There in the rainless sands
The toil of captive hands,
That aye must do as their taskmaster bids,
Through years of dusty days
Brick by slow brick shall raise
The incarnate pride of kings – the Pyramids –
Linked with some name synonymous with slaughter
Time has effaced like a name writ in water.

For ever with fateful shocks,
Roar as of hurtling rocks,
Start fresh embattled hosts with flags unfurled,
To meet on battle-fields
With clash of spears and shields,
Widowing the world of men to win the world:
The hissing air grows dark with iron rain,
And groans the earth beneath her sheaves of slain.

***

“Peace on earth and good will unto Men!”
Came the tidings borne o’er wide dominions
The glad tidings thrilled the world as when
Spring comes fluttering on the west wind’s pinions,
When her voice is heard
Warbling through each bird. And a new-born hope
Throbs through all things infinite in scope.

“Peace on earth and good will!” came the word
Of the Son of Man, the Man of Sorrow –
But the peace turned to a flaming sword,
Turned to woe and wailing on the morrow
When with gibes and scorns,
Crowned with barren thorns,
Gashed and crucified,
On the Cross the tortured Jesus died.

***

From The Pilgrim Soul
The Ascent of Man

The Lord of the City is deafened with praises
As worshipping multitudes kneel as of old;
Nor care for the crowds of cadaverous faces,

The men that are marred and the maids that are sold –
Inarticulate masses promiscuously jumbled
And crushed ‘neath their Juggernaut idol of gold.

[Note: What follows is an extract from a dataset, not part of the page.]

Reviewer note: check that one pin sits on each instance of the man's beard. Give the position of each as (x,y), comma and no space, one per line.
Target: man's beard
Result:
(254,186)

Lost lives of great cities bespattered and tumbled,
Black rags the rain soaks, the wind whips like a knout.
Were crouched in the streets there, and o’er them nigh stumbled

A swarm of light maids as they tripped to some rout.
The silk of their raiment voluptuously hisses
And flaps o’er the flags as loud-laughing they flout

The wine-maddened men they ne’er satiate with kisses
For the pearls and the diamonds that make them more fair.
For the flash of large jewels that fire them with blisses,

For the glitter of gold in the gold of their hair.

***

“Ah,” wailed he in tones full of agonised yearning,
Like the plaintive lament of a sickening dove
On a surf-beaten shore, whence it sees past returning

The wings of the wild flock fast fading above,
As they melt on the sky-line like foam-flakes in motion:
So sadly he wailed, ”I am Love! I am Love!”

“Behold me cast out as weed spurned of the ocean,
Half nude on the bare ground, and covered with scars,
I perish of cold here;” and, choked with emotion,

Gave a sob: at the low sob a shower of stars
Broke shuddering from heaven, pale flaming, and fell
Where the mid-city roared as with rumours of wars.